When you say “How are you?” in Hebrew you say, Ma shalomka? It means “how are you,” but if you didn’t know that you might translate it, “How is your peace?” This should be our first hint that shalom doesn’t really mean what we think of as “peace” in English.

When I think of “peace,” I think of the absence of something: the absence of conflict, the absence of noise, the absence of trouble. “I just want a little peace and quiet.” But shalom must mean something else. “How is your peace?”

Here’s the second clue: when you’ve paid a bill in Hebrew, you say Shilemti et ha-cheshbon, “I made peace with the bill.” “Peace” has this sense of wholeness, of rightness, of completion. When I make peace with the bill, I’ve paid it off; I’ve completed the transaction. When I am at peace, I am whole, I am well, I am healthy. There is something right between me and the world, between me and God.

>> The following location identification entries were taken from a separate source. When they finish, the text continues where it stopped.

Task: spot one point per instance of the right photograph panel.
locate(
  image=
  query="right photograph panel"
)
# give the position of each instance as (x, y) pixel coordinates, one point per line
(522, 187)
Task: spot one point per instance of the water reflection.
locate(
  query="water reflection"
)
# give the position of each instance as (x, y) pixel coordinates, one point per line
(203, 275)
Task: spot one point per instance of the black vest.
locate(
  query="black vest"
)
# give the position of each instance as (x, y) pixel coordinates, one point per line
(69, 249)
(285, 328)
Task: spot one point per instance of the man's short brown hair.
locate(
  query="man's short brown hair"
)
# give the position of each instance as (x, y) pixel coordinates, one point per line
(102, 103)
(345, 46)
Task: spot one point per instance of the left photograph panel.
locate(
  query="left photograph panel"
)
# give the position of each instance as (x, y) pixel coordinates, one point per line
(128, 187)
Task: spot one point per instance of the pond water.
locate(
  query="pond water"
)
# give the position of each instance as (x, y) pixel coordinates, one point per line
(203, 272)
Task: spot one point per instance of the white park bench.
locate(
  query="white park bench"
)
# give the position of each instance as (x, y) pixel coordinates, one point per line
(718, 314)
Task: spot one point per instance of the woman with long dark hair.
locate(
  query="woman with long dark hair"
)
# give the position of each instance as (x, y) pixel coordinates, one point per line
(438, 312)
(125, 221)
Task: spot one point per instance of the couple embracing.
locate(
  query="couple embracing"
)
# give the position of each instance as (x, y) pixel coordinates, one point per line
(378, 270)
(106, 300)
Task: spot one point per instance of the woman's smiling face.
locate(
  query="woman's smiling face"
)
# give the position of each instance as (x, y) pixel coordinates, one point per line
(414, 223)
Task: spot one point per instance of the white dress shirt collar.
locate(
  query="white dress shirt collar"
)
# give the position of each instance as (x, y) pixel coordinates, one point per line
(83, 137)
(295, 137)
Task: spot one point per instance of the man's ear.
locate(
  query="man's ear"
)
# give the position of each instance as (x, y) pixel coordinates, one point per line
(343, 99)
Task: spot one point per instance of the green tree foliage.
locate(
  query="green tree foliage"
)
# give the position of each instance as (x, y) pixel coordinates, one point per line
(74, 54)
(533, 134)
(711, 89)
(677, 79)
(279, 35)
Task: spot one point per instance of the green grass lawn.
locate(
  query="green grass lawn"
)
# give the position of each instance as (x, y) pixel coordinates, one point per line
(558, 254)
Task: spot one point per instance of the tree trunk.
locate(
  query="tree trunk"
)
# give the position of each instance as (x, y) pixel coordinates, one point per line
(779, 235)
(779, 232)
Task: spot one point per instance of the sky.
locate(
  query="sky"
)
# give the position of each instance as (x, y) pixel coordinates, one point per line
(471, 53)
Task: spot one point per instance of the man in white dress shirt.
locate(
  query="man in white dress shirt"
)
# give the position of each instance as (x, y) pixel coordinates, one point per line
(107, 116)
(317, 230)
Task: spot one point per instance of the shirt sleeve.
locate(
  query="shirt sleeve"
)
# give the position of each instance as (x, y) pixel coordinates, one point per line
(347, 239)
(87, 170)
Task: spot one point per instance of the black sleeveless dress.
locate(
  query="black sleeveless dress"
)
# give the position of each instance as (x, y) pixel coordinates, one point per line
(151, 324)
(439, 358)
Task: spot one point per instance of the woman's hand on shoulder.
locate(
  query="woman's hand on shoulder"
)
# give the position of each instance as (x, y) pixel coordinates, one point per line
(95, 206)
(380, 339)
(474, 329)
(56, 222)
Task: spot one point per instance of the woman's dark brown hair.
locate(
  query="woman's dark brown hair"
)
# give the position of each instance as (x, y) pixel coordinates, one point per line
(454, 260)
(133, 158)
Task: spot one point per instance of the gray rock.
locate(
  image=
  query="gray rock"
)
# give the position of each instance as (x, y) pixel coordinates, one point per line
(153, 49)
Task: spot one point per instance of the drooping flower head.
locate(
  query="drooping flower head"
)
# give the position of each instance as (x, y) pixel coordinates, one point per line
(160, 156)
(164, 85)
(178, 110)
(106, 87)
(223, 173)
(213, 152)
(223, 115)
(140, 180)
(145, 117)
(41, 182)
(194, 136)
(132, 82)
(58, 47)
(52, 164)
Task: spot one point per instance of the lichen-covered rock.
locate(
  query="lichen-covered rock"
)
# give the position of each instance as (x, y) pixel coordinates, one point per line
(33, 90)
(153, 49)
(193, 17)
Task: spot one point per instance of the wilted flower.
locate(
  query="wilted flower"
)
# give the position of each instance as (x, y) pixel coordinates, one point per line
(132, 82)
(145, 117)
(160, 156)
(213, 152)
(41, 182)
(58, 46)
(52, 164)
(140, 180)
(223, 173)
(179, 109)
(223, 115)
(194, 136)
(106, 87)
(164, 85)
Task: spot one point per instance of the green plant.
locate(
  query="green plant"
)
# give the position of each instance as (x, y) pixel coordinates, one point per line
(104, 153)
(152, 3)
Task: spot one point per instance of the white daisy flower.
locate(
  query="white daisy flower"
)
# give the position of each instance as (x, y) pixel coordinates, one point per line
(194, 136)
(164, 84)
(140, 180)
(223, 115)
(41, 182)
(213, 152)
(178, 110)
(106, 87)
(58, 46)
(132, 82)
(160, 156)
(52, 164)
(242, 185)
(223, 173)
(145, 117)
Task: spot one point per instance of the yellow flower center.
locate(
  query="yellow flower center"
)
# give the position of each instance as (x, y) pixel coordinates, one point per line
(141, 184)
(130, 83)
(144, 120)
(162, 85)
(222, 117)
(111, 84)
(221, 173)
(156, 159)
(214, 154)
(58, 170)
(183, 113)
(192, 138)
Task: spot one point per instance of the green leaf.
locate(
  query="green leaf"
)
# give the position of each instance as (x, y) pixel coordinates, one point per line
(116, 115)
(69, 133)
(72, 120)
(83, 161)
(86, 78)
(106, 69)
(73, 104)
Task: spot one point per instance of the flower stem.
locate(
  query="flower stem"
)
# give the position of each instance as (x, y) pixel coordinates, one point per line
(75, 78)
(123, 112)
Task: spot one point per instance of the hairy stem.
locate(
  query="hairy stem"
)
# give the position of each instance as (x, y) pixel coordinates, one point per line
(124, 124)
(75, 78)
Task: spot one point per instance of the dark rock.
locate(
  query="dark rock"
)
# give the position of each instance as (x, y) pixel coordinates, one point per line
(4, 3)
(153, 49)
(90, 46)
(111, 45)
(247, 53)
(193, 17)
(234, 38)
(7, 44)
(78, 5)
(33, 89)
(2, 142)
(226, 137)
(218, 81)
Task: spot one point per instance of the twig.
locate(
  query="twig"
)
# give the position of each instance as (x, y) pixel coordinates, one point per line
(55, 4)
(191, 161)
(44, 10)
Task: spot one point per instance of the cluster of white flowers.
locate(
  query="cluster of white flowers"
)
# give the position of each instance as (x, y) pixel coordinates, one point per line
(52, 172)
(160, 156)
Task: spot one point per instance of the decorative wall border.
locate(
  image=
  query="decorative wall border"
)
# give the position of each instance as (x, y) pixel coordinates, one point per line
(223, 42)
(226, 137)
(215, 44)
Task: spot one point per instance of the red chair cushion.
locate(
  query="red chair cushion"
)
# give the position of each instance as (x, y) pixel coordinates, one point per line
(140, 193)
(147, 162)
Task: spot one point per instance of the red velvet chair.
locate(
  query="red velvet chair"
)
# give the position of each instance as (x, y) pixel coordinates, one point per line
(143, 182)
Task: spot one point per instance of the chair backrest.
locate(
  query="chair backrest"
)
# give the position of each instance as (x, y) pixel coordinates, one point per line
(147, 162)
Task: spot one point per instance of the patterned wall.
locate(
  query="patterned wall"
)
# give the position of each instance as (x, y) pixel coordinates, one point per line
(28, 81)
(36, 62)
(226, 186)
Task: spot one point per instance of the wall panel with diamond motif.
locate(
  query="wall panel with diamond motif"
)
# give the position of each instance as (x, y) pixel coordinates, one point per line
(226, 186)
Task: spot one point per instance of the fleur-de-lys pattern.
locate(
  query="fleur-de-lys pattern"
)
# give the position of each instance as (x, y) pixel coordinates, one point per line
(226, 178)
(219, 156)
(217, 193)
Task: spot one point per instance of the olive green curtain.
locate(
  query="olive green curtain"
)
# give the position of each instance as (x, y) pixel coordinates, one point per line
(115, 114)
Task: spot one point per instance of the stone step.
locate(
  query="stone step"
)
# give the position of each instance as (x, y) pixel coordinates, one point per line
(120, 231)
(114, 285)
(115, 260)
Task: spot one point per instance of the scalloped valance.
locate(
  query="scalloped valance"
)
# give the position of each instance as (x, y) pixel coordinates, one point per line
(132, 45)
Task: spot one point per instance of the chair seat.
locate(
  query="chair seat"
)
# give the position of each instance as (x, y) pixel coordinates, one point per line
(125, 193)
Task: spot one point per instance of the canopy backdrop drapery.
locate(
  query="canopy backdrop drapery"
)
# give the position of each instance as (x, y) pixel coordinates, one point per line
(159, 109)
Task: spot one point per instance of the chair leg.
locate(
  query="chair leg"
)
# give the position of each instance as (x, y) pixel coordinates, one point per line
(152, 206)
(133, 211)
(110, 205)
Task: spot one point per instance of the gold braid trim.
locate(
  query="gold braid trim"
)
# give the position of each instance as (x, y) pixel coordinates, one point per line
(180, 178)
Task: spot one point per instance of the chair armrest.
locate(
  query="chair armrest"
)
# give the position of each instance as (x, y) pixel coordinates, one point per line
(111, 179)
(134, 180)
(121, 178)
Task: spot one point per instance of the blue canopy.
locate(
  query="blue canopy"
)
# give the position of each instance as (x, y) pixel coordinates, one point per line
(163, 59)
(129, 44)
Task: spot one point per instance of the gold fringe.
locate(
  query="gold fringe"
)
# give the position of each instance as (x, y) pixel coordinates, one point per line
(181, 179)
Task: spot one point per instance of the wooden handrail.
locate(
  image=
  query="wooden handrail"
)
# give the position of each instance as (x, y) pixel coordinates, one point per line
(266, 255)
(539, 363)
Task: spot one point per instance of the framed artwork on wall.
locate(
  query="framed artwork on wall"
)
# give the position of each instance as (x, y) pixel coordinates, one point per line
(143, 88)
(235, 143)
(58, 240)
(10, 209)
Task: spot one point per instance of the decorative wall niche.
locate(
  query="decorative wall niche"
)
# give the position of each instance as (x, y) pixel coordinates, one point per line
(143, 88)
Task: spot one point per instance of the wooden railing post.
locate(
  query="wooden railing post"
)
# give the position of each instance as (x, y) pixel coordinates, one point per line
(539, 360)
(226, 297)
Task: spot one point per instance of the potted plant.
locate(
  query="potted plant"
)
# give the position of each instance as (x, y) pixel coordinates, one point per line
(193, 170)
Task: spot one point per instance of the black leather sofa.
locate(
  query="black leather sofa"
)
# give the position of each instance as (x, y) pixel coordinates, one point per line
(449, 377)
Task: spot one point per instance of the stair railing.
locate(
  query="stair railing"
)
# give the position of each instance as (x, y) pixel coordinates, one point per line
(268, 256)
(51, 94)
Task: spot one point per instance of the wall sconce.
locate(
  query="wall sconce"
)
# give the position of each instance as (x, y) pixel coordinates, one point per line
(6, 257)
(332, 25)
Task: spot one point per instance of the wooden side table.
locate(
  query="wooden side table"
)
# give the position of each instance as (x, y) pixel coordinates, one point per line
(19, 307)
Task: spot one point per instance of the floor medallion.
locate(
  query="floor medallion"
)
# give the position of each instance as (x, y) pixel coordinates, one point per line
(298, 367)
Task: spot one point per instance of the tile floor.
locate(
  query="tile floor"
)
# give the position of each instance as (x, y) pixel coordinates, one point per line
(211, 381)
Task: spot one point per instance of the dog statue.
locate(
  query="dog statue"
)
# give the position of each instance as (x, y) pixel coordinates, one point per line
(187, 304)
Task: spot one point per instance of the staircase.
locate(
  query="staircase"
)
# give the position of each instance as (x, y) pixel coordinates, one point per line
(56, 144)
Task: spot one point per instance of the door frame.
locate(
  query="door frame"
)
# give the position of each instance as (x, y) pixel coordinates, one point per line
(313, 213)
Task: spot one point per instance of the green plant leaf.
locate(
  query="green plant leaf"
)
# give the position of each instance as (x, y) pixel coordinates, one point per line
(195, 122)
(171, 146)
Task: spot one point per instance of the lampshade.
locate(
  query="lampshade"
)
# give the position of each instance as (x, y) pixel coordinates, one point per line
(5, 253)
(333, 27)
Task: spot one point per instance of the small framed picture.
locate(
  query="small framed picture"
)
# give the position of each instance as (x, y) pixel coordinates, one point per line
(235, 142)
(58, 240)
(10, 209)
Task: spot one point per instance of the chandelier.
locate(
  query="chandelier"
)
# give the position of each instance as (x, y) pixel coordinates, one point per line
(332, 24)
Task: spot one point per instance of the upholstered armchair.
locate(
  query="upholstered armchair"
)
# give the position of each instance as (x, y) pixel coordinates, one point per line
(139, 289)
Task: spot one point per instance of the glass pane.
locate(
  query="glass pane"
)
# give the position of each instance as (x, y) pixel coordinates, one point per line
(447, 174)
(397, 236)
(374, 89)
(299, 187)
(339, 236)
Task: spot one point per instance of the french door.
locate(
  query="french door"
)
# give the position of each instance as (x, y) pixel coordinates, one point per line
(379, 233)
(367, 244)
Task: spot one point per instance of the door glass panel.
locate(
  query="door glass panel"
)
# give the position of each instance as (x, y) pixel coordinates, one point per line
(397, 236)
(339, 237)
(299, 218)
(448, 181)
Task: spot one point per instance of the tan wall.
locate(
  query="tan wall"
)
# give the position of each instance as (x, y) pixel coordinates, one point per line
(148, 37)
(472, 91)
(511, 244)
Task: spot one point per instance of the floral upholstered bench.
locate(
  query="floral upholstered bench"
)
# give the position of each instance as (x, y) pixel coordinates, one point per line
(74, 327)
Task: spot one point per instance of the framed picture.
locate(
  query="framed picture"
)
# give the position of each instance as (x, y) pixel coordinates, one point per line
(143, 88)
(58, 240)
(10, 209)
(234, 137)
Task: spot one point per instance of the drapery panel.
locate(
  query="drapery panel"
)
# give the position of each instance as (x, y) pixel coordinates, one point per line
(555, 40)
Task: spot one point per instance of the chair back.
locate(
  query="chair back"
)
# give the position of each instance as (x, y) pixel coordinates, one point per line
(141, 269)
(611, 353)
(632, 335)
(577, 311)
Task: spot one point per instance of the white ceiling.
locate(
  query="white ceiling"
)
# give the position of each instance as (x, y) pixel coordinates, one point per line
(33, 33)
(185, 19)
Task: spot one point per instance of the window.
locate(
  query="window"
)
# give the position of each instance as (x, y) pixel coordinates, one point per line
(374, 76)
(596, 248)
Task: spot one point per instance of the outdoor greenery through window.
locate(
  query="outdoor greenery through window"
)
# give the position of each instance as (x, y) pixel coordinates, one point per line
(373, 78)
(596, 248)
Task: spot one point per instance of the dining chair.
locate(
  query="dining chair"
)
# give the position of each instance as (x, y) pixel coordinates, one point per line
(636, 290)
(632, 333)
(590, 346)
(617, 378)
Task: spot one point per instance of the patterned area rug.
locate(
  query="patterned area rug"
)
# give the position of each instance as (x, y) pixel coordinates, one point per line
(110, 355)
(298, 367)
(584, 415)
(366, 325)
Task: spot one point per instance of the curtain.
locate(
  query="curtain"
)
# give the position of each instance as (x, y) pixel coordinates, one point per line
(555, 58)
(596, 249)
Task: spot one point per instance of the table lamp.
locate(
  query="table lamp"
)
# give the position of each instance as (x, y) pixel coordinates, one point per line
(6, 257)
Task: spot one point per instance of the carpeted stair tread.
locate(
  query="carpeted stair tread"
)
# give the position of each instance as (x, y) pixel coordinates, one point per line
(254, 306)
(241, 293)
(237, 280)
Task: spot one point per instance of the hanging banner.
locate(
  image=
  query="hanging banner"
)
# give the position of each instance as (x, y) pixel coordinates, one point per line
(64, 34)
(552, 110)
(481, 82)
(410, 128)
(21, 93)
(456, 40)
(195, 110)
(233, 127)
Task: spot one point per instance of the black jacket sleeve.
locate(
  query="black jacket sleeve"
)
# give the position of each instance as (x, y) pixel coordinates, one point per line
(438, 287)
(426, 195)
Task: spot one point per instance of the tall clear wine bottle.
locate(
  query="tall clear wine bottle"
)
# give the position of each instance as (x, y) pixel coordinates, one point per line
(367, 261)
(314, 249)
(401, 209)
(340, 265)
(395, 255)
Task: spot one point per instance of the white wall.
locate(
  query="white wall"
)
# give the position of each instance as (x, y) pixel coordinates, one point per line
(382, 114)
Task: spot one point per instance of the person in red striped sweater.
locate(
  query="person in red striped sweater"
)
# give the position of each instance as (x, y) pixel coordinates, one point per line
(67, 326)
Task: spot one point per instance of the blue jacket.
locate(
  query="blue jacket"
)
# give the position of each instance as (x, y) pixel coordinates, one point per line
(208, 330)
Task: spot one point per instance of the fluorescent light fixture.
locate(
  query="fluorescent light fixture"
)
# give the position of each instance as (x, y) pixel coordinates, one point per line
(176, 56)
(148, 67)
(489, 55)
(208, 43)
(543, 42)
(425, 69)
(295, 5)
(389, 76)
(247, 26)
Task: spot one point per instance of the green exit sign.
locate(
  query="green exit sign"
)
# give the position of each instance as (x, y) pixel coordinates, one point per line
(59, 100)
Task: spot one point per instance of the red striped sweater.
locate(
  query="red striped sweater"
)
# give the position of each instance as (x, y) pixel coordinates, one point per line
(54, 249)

A lot of us have had more peace than we wanted to, in the sense of “peace and quiet” in the last month. It’s been so quiet we’ve felt isolated. Some of us, especially those with little kids or loud family members working next to us, have had too little peace in the sense of “peace and quiet.” But I think none of us have had quite enough peace in that sense of wholeness, of wellness, of completion, of rightness between ourselves and the world, between us and God.

So this week, I wonder; what is it that is bringing you peace? What is it that’s not just bringing you quiet, but wholeness? How can we cultivate peace in a world that’s often not peaceful? How can we grow into our whole selves, at peace with God and one another?